Sunday, October 19, 2014

Keys to the Past: The contemplative possibilites in objects

   I was rummaging around in a cupboard in my studio recently and came across an old steel box filled with my Grandfather's collection of keys.  He never threw one out!

  Back in the day, if you lost a key, you could often substitute another to open the lock, especially the old ones that used what they called "skeleton" keys.  I never had a key to my childhood home...didn't need one, the door was never locked!

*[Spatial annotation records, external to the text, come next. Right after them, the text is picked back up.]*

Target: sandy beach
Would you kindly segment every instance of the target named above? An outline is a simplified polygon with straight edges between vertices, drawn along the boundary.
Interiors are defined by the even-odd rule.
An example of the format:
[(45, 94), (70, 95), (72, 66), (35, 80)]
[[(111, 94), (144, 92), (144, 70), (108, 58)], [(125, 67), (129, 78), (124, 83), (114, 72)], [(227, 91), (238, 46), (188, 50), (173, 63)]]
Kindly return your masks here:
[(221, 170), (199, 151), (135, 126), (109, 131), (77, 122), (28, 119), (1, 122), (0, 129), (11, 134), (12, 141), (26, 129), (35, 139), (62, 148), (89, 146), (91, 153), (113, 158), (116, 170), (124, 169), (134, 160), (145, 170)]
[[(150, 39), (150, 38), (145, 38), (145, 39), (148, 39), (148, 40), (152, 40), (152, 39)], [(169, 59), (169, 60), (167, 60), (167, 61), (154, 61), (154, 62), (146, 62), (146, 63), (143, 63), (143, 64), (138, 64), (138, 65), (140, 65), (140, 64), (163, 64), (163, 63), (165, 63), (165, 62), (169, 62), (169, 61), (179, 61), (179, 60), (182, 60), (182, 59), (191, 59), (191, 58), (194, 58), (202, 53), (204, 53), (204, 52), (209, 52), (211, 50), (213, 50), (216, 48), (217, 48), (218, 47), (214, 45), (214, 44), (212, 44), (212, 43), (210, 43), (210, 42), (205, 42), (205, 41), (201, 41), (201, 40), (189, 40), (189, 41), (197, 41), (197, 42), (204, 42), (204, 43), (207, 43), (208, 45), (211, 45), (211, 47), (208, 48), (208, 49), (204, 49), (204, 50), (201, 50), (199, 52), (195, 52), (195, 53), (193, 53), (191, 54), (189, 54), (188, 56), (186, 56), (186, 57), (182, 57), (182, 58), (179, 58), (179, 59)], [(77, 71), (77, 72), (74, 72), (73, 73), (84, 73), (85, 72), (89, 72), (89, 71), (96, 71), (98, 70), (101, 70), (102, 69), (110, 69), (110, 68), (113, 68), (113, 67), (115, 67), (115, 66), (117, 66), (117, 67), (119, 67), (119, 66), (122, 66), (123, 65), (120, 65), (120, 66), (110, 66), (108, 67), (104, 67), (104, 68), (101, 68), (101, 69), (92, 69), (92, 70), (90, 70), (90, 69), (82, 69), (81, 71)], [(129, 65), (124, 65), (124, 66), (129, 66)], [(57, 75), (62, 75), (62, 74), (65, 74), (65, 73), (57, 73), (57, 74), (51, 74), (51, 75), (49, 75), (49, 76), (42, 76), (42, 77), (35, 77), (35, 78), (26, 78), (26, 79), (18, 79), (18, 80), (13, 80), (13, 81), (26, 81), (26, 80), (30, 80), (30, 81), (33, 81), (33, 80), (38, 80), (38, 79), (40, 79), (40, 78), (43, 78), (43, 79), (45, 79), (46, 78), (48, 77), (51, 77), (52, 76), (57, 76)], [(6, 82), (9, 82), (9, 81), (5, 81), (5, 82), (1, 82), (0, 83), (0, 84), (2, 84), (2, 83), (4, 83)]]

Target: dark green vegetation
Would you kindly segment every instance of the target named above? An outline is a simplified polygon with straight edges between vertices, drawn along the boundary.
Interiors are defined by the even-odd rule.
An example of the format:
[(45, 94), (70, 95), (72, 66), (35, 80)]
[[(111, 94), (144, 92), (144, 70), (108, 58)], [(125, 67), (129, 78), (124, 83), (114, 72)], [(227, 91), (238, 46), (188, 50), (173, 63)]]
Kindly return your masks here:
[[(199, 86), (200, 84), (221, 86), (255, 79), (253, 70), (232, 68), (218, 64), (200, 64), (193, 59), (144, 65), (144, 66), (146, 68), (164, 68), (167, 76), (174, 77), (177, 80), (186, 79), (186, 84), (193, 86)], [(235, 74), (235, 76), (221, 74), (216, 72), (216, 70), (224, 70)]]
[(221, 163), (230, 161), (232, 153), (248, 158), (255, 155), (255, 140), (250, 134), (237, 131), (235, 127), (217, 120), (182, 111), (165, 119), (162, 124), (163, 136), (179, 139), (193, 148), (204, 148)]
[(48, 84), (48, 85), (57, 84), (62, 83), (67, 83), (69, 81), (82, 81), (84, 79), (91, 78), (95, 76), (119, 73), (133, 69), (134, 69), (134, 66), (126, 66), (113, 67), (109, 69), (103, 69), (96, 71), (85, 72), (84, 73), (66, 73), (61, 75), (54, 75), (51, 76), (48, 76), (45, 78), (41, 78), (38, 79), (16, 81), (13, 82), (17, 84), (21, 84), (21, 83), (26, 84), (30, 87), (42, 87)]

   I smiled at the old lock with the word "stability" stamped on it.  After visiting the monastery in September, it made me think of the monks who take a vow of stability...staying in one place.  We, today, are not a very stable culture.  People move, on the average, every seven years.  I've put the heavy old lock on my end table where I sit and write each morning as a reminder of the need for some form of stability in our lives...how important it is for a peaceful soul.

   Some of the keys had paper tags which I found interesting.  This one must have been to a safe deposit box at the bank.  I wonder why it wasn't returned?  Keys, and the things they open, have all sorts of metaphorical possibilities.  And, as a dyed in the wool story teller, I could imagine a whole world this key represents.

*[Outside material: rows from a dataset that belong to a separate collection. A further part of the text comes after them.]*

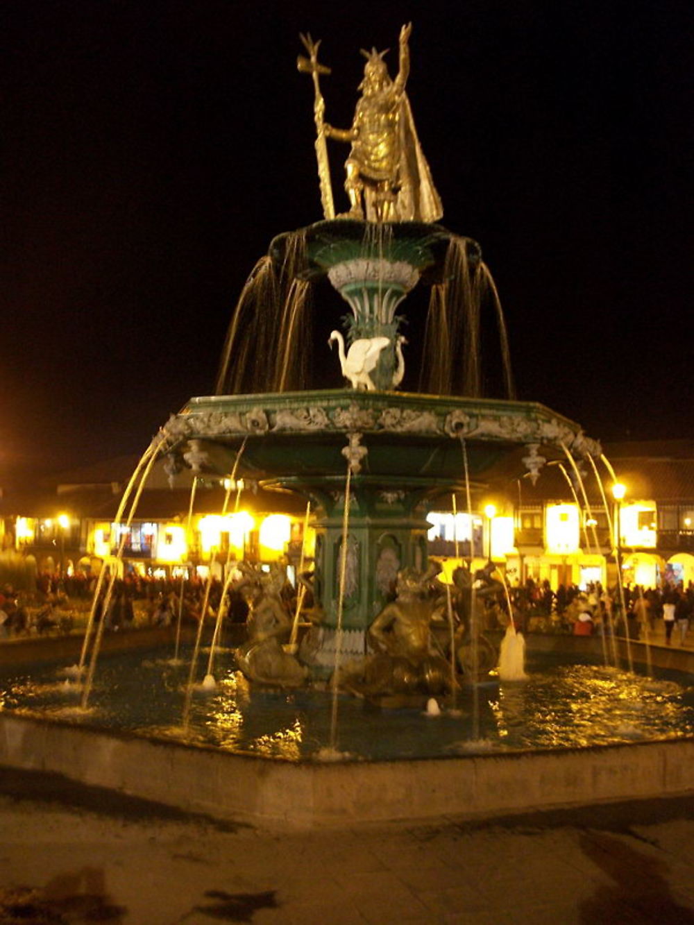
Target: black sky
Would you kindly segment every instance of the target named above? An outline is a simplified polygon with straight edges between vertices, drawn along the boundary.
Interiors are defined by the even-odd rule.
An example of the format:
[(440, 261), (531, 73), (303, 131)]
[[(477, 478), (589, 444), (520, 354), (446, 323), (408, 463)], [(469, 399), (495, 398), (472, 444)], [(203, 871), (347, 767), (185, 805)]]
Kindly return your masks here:
[(690, 2), (6, 0), (0, 18), (0, 484), (142, 450), (211, 393), (253, 265), (321, 217), (299, 31), (322, 38), (347, 126), (359, 48), (390, 46), (392, 71), (410, 19), (442, 224), (482, 246), (519, 398), (604, 440), (691, 435)]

  This mysterious one is for Room 14 on the 4th floor.  Who lived there?  My imagination was going at full tilt at this point.

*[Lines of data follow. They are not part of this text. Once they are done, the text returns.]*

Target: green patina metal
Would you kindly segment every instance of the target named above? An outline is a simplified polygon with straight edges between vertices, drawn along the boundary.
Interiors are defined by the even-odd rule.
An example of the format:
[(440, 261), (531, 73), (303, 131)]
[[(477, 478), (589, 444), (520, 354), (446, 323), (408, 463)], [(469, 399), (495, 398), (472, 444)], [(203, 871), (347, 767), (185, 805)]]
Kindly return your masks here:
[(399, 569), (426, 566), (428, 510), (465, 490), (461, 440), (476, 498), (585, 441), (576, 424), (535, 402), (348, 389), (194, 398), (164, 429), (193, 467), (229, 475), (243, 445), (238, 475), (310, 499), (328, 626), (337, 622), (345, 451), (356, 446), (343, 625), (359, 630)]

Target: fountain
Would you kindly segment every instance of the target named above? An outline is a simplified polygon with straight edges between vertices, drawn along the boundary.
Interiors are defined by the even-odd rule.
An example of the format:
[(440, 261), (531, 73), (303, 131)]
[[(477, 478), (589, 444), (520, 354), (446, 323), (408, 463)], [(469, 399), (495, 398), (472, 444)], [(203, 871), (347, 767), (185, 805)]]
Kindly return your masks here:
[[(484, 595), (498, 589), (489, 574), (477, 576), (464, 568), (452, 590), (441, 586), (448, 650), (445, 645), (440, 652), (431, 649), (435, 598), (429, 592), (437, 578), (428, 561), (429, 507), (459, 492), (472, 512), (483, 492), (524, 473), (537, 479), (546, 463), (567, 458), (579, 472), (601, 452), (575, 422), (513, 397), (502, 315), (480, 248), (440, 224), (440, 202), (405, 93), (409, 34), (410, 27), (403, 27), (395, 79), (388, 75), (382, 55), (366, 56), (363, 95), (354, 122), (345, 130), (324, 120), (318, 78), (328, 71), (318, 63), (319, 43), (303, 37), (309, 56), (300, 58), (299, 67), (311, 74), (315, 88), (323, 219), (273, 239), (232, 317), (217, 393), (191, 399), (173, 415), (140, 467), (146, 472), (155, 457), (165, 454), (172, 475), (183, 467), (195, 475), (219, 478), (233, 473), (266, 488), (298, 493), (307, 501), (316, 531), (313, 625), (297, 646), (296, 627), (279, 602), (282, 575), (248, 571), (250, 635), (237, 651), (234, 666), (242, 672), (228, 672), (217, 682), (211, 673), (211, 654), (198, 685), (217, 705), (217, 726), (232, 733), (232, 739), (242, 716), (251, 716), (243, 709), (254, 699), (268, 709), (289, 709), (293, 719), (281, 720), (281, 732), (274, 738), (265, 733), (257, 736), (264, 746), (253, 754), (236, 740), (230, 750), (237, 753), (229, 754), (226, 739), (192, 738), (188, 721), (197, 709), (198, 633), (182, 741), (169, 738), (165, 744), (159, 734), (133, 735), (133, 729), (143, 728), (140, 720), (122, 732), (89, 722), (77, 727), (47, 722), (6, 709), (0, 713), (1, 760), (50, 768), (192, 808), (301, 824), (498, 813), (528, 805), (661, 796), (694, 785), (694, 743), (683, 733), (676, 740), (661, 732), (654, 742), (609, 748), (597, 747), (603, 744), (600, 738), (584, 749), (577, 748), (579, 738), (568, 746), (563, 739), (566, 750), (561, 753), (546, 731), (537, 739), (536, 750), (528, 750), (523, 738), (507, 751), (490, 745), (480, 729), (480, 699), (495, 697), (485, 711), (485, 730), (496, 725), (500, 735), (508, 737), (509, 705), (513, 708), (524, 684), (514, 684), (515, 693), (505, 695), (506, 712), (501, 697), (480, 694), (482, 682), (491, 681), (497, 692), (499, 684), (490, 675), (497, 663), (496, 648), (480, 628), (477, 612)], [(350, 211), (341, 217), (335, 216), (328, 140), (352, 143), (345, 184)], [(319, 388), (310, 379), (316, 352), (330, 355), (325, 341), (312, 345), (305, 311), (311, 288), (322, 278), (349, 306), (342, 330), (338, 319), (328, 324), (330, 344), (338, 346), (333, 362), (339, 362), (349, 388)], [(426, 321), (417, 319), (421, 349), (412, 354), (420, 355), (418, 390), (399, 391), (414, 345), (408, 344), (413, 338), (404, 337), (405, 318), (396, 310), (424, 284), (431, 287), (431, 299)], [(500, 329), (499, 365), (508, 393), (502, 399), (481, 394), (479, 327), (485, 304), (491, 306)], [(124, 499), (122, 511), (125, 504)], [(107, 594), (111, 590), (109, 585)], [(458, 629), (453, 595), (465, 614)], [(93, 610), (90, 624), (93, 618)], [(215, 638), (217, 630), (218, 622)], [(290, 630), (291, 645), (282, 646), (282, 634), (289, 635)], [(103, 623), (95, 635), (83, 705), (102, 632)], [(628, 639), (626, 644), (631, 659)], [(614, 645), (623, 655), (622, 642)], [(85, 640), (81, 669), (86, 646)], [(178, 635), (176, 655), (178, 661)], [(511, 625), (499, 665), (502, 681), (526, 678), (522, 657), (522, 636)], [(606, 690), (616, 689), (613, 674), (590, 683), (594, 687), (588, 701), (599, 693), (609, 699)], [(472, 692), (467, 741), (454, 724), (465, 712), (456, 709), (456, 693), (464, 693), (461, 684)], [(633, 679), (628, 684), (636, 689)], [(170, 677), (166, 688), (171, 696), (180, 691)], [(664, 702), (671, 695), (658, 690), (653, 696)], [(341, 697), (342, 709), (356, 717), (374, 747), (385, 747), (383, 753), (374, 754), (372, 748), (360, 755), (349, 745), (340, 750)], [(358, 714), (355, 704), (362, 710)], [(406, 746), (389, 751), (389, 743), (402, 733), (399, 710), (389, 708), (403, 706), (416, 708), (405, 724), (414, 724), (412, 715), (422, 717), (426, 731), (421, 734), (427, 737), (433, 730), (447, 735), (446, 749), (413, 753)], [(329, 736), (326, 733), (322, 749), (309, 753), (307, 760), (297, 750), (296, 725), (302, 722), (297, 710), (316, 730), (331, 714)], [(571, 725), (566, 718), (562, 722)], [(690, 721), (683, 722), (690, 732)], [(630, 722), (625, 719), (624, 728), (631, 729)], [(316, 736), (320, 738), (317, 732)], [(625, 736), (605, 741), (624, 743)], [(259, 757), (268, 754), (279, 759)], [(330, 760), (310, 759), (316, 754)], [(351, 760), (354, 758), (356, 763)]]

    This final key interested me the most.  What did "Mother" keep in her small tin box?  Whose Mother was she?  My Grandfather's?  His Father's?  What did she have that was so precious that she needed to lock it away from prying eyes.  Was it what my Grandfather called "pin money"...the nickles and dimes that came from some little enterprise, like selling eggs, that would be used to buy the expensive steel pins she needed for her sewing projects?  Or was she saving for something special, something she wanted to keep secret?  A new hat perhaps?

   We all keep things locked away inside our heart's closet.  We guard the key diligently.  Somethings will never see the light of day...maybe that's a good thing in some cases.  These keys were all important to someone at one time.  They, and the secrets they protected, however, are long gone.  All that is left are the keys, the artifacts of a distant past, and we are left with much to wonder at.  I think I will mount some of these keys in a shadow box for future generations to puzzle over.  Like my Grandfather, I can't bear to throw them away!





4 comments:

John O said...

Fascinating post. The need to lock things away says something about the human condition. Today we have passwords. Our grandkids will never discover them in an old box. John

Patricia Turner said...

Very good point, John. Today's generation are lacking that material connection to their past. Holding those keys was quite amazing. It was a real, physical connection.

Barb said...

Oh - never threw them away. They seem magical to me - a way to "unlock" your past.

Patricia Turner said...

I've been doing a lot of "unlocking" lately, exploring my genealogy and it has been a fascinating process.